Background and aim of the study: The presence of conformational changes in the aortic root during the cardiac cycle is well known, but precise information on time-related changes at each level of the root is lacking.
Methods: High-resolution, 3D sonomicrometry (200 Hz) was applied in an acute sheep model. Twelve crystals were implanted in eight sheep at each base (n = 3), commissure (n = 3), sinotubular junction (n = 3) and ascending aorta (n = 3). Under stable hemodynamic conditions, geometric changes of the perimeter of each sinus of Valsalva, sinus height, and twist and root tilt angles were time-related to left ventricluar (LV) and aortic pressures.

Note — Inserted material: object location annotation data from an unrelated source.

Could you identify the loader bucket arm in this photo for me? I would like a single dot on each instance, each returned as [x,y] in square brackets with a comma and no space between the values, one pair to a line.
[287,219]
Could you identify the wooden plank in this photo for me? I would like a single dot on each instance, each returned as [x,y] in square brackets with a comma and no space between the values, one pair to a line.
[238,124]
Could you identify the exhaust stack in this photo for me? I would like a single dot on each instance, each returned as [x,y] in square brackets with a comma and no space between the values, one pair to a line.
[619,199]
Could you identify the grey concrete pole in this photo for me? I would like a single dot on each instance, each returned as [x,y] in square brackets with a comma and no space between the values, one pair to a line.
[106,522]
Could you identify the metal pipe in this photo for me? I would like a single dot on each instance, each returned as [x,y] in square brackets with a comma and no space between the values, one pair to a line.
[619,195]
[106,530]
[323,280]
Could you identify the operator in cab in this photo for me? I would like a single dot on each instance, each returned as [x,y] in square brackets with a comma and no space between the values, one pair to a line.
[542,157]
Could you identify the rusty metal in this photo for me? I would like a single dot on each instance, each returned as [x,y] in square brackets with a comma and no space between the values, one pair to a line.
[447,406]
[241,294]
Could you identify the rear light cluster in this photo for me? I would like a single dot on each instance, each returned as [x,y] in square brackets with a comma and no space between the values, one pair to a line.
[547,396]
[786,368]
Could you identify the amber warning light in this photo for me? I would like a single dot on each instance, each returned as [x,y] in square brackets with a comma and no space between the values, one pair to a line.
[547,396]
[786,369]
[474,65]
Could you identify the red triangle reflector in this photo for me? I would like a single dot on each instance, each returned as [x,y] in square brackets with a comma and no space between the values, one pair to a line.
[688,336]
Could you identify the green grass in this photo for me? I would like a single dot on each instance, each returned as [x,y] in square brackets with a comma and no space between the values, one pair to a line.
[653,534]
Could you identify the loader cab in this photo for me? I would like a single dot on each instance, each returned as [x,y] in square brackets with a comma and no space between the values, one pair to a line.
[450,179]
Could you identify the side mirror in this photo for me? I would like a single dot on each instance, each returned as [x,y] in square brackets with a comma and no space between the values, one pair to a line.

Results: Expansion of the perimeter of the three sinuses of Valsalva was homogeneous, but in significantly different proportions (p < 0.001): the right sinus expanded (+32.4 +/- 2.4%) more than the left (+29.3 +/- 3.2%), and more than the non-coronary (NC) sinus (+25.8 +/- 1.7%). A similar pattern was found for aortic root height: right greater than left, and left greater than NC sinus (p < 0.001). This asymmetry resulted in changes of the root's twist and tilt angles. Although the twist deformation was consistent for each sheep, no general pattern was found. The aortic root tilt angle (between the basal plane and the commissural plane) was 16.3 +/- 1.5 degrees at end-diastole (angle oriented posteriorly and to the left). During systole, it was reduced by 6.6 +/- 0.5 degrees, aligning the LV outflow tract with the ascending aorta. This tilt angle returned to its original value after valve closure.
Conclusion: Aortic root expansion is asymmetric, generating precise changes in its tilt angle. During systole, tilt angle reduction resulted in a straight cylinder that probably facilitates ejection; during diastole, the tilt angle increased, probably reducing leaflet stress. These findings should impact upon surgical procedures and the design of new prostheses.